Case Study: Cybersecurity best practices at Defense
The U.S. military's computer systems are probed by outsiders millions of times a day, while insiders, like a soldier who allegedly extracted heaps of classified files for public consumption on the WikiLeaks website, also pose threats.
In mid-July, the Pentagon released an unprecedented cybersecurity strategy that formally branded cyberspace as a domain of warfare, akin to land, sea, air and space. But, instead of outlining offensive measures, the framework focuses on how to deter the enemy from ever attempting an attack.
As part of this plan, the military is employing "active cyber defense" -- an amalgamation of sensors, software and intelligence reports aimed at instantly blocking malicious activity.

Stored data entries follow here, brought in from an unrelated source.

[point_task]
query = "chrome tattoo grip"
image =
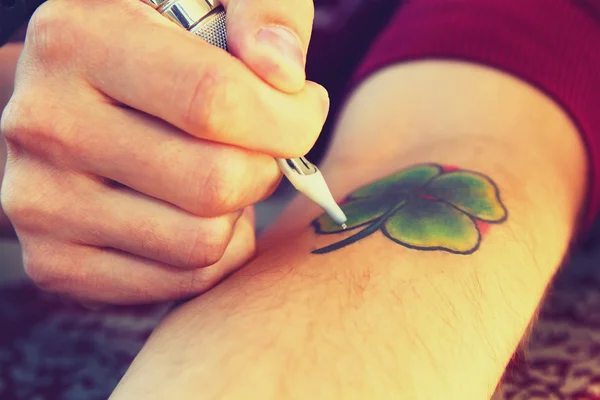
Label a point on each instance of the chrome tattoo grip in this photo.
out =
(206, 19)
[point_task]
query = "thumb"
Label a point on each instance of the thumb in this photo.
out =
(271, 37)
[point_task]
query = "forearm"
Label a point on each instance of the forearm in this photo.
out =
(8, 61)
(375, 318)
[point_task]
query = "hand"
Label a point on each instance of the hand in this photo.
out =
(135, 149)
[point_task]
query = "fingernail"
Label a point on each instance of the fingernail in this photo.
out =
(285, 46)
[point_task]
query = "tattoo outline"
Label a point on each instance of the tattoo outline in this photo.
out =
(424, 207)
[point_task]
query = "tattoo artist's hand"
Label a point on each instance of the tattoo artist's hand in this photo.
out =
(135, 149)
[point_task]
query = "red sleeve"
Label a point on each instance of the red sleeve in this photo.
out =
(554, 45)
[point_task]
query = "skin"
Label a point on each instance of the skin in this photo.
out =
(376, 318)
(9, 55)
(133, 164)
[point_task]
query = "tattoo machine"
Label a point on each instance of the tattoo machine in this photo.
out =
(206, 19)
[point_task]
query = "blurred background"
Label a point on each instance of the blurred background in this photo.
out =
(51, 348)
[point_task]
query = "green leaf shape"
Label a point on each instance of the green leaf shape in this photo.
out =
(433, 225)
(359, 212)
(406, 180)
(470, 192)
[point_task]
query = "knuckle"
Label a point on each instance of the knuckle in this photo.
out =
(32, 124)
(41, 271)
(216, 194)
(19, 206)
(207, 245)
(51, 34)
(209, 102)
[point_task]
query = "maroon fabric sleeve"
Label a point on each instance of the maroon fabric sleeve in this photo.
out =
(554, 45)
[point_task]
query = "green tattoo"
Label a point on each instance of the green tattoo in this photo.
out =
(424, 207)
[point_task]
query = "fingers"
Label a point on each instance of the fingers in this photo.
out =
(271, 37)
(167, 72)
(99, 215)
(94, 274)
(205, 178)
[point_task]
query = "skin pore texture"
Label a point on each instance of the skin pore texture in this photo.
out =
(8, 60)
(375, 317)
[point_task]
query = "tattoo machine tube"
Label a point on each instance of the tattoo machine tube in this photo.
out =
(206, 19)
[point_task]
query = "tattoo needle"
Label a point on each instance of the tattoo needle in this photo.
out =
(206, 19)
(308, 180)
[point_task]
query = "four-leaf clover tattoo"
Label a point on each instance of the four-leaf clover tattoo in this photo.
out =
(424, 207)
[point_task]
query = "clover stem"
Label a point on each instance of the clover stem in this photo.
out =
(370, 229)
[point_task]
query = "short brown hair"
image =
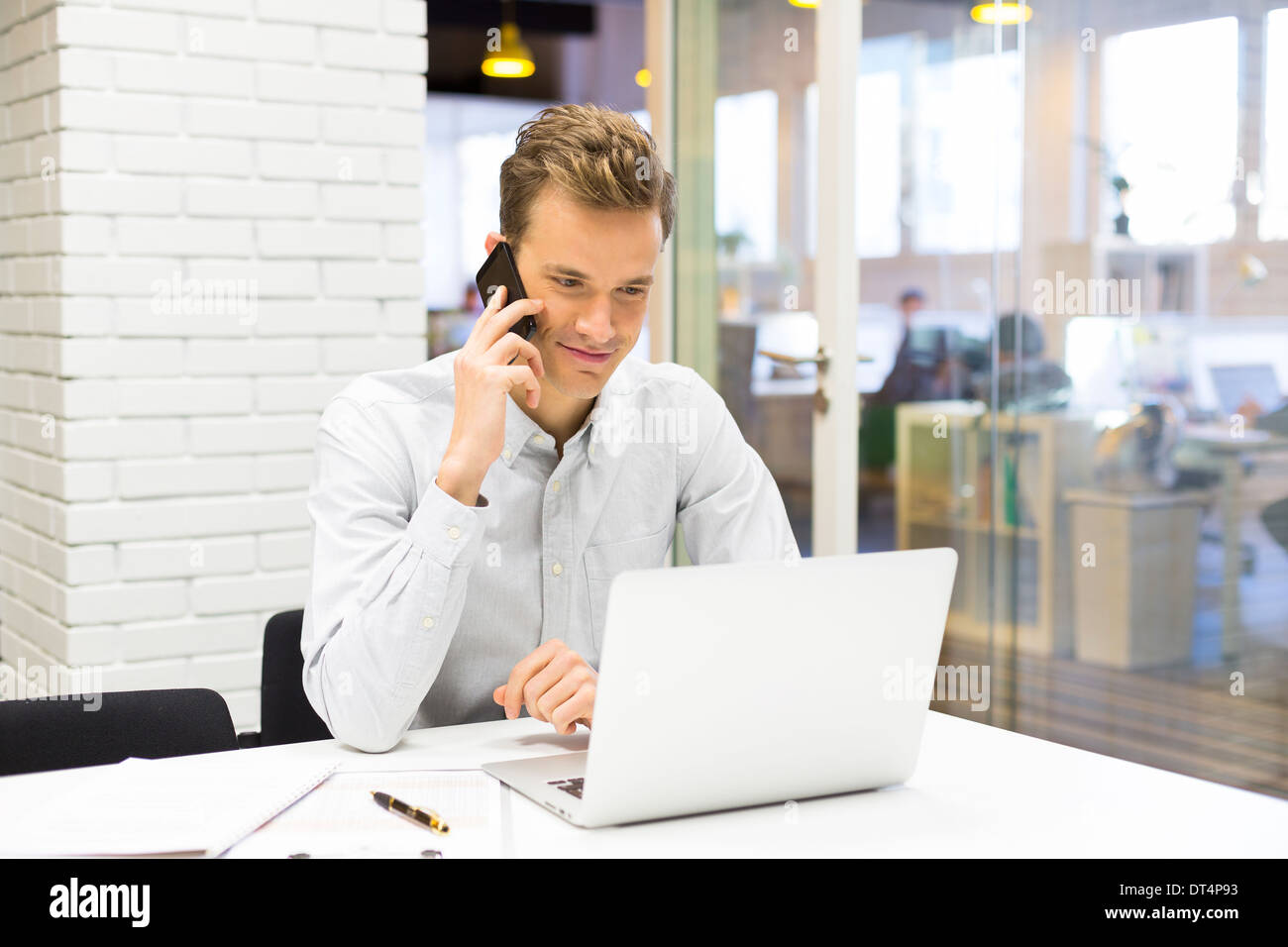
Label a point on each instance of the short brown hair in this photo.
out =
(597, 157)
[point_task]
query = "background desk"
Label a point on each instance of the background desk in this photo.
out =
(978, 791)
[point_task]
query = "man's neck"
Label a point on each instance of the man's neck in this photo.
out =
(557, 414)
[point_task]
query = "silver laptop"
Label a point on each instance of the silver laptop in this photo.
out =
(751, 684)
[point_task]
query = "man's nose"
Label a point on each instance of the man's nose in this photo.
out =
(595, 322)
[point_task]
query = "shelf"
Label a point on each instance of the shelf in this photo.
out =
(1024, 532)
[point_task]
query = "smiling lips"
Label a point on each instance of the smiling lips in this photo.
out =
(589, 357)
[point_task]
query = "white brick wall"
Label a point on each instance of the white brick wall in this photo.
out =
(155, 459)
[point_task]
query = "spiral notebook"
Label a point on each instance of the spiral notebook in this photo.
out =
(196, 805)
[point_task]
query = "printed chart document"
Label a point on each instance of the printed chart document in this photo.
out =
(340, 818)
(179, 805)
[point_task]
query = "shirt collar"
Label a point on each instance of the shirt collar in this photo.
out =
(522, 432)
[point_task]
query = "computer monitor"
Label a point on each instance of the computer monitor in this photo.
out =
(1235, 384)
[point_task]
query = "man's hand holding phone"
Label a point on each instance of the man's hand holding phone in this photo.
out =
(484, 376)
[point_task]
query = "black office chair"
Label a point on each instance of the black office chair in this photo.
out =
(284, 712)
(103, 728)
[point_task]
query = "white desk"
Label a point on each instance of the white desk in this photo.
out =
(978, 791)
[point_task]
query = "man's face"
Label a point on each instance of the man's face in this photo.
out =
(593, 269)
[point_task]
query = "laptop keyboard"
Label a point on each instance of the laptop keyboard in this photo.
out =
(571, 787)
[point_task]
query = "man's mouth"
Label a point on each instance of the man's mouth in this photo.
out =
(589, 357)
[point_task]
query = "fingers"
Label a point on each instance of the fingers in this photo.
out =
(524, 672)
(567, 698)
(503, 351)
(522, 375)
(578, 709)
(550, 677)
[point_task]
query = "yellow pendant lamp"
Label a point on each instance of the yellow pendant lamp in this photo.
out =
(1006, 14)
(513, 59)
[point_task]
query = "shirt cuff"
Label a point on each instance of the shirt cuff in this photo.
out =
(445, 527)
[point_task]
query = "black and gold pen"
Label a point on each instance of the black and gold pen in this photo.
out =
(423, 817)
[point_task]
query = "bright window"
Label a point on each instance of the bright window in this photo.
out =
(967, 159)
(1168, 119)
(746, 167)
(1273, 223)
(876, 147)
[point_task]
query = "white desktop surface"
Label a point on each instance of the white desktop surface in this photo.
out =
(978, 791)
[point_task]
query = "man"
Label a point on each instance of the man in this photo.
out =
(907, 379)
(1029, 381)
(471, 513)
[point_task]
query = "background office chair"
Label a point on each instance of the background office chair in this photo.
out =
(38, 735)
(284, 712)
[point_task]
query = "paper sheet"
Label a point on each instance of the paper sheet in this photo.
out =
(340, 819)
(184, 804)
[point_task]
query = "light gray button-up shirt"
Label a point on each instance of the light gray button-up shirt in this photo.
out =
(420, 605)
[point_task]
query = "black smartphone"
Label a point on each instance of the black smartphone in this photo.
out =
(498, 269)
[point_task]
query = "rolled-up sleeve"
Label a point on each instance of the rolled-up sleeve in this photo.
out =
(387, 579)
(729, 506)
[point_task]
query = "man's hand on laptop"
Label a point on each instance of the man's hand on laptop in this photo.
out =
(557, 685)
(483, 380)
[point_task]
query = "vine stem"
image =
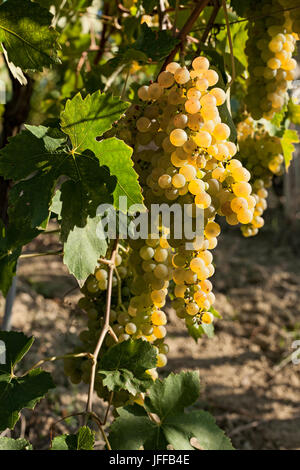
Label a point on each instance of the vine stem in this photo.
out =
(185, 31)
(46, 253)
(105, 328)
(210, 24)
(56, 358)
(230, 45)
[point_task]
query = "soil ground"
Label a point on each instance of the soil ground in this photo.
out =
(247, 384)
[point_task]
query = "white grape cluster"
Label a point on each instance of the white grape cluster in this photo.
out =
(182, 154)
(292, 14)
(271, 67)
(262, 155)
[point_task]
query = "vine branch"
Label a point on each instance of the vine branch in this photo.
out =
(230, 45)
(105, 328)
(185, 31)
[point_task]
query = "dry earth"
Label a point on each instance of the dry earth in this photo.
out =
(251, 392)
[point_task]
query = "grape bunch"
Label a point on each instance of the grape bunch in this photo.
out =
(271, 67)
(182, 155)
(261, 153)
(140, 317)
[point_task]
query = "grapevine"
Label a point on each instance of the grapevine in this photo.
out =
(133, 132)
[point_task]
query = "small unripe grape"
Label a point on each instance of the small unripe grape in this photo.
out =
(211, 76)
(155, 91)
(203, 200)
(158, 318)
(219, 94)
(189, 172)
(193, 93)
(242, 189)
(203, 139)
(159, 331)
(165, 181)
(238, 203)
(192, 106)
(146, 253)
(172, 67)
(101, 274)
(182, 75)
(161, 271)
(178, 137)
(143, 124)
(200, 63)
(160, 255)
(221, 131)
(207, 317)
(179, 291)
(206, 286)
(245, 216)
(196, 186)
(165, 79)
(202, 84)
(180, 120)
(208, 100)
(241, 174)
(192, 308)
(130, 328)
(161, 360)
(143, 93)
(212, 230)
(178, 180)
(197, 264)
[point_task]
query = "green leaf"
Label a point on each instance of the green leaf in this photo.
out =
(173, 394)
(8, 268)
(116, 155)
(199, 425)
(29, 39)
(215, 312)
(84, 439)
(85, 119)
(241, 8)
(155, 44)
(289, 138)
(83, 248)
(149, 5)
(7, 443)
(17, 393)
(133, 429)
(124, 366)
(294, 112)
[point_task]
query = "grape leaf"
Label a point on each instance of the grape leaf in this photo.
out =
(83, 248)
(7, 443)
(84, 439)
(116, 156)
(17, 393)
(241, 8)
(124, 366)
(155, 44)
(85, 119)
(167, 400)
(8, 268)
(25, 29)
(97, 113)
(294, 112)
(289, 138)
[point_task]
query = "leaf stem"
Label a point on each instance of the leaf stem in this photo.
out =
(230, 45)
(56, 358)
(105, 328)
(46, 253)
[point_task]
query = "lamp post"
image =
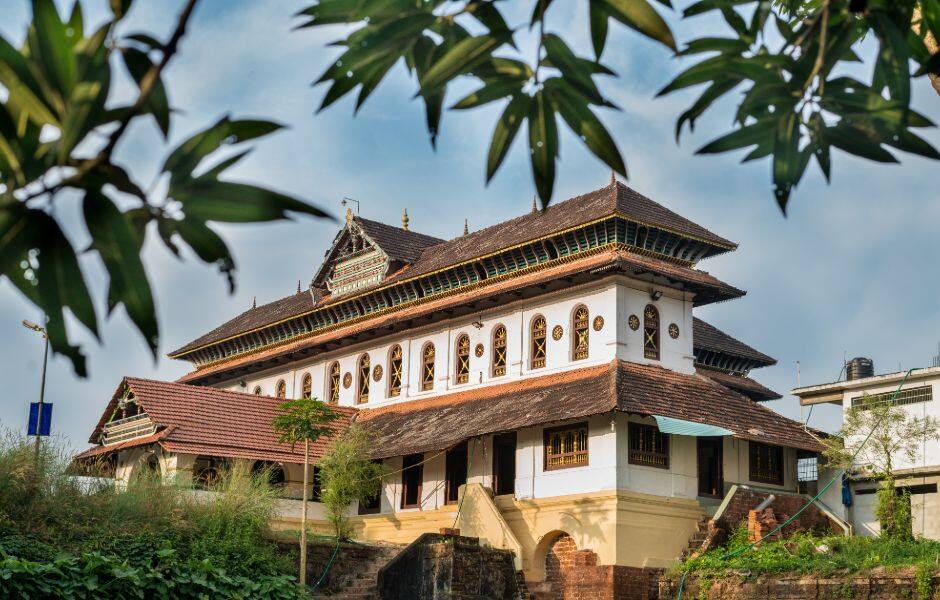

Active cyber defense will build off existing methods of tracking vulnerabilities, according to the strategy. Perhaps an Army model under development, commonly known as continuous monitoring, will be one such building block.
Challenge
The Army requires constant visibility into the security status of all computing assets to be able to get the military the information it needs at the moment it needs it.
"The beauty of the design for continuous monitoring is you get to see, know and do," says Michael J. Jones, chief of the emerging technologies division within the Army's CIO/G6 Cyber Directorate. The "know" elements "give the commander a better understanding of which vulnerabilities are a priority." As for "do," he adds, "that's where the leaders in the Army get paid the big bucks."
Currently, the Army has scanning machinery in place to collect security stats from most information technology assets. That's the seeing part. The Army's network operations and security centers watch each technology's rate of compliance with security standards.
But center staff can't possibly tackle all abnormal findings at once and some weaknesses are less important than others. The Army needed a way to prioritize action.
Progress
Continuous monitoring is expected to deliver center commanders a means of understanding the nature of risks and who is on the hook for mitigating them, Jones says.
Every weakness identified by the surveillance equipment is given a risk score -- the higher the score, the greater the threat. This is the "knowing" part of the see, know and do.
For instance, if an IT system's antivirus program has not been updated in more than seven days, it gets a bad score. If a system does not have the proper configuration settings, a high risk score is tabulated. And if a system is missing the latest patches, or bug fixes, the risk score increases.
Last fall, the Army conducted a "know" pilot and was successful in scoring the threat intensity of more than 20,000 IT assets.
But the test revealed that the scores aren't that useful for responding -- the "doing" part -- without having someone to call to fix the problems. "One of the lessons learned from the pilot was the need to identify who, which Army organization, is responsible for ensuring the security of IT devices identified as not meeting specific compliance standards," Jones says.
He anticipates continuous monitoring to be fully deployed and operational in 2013.
Key Issues
-- Apply scanners and sensors to all IT assets to keep tabs on potential vulnerabilities.
-- Ensure the data culled by the surveillance tools feeds into a central location.
-- Develop a scoring mechanism to quantify the severity of each security risk.
-- Prioritize fixes according to risk score. Respond to the big numbers first.
-- Assign specific staff to oversee the security posture of each asset.
-- When the monitoring machinery detects trouble, managers should dispatch the group responsible for bringing the network component into compliance.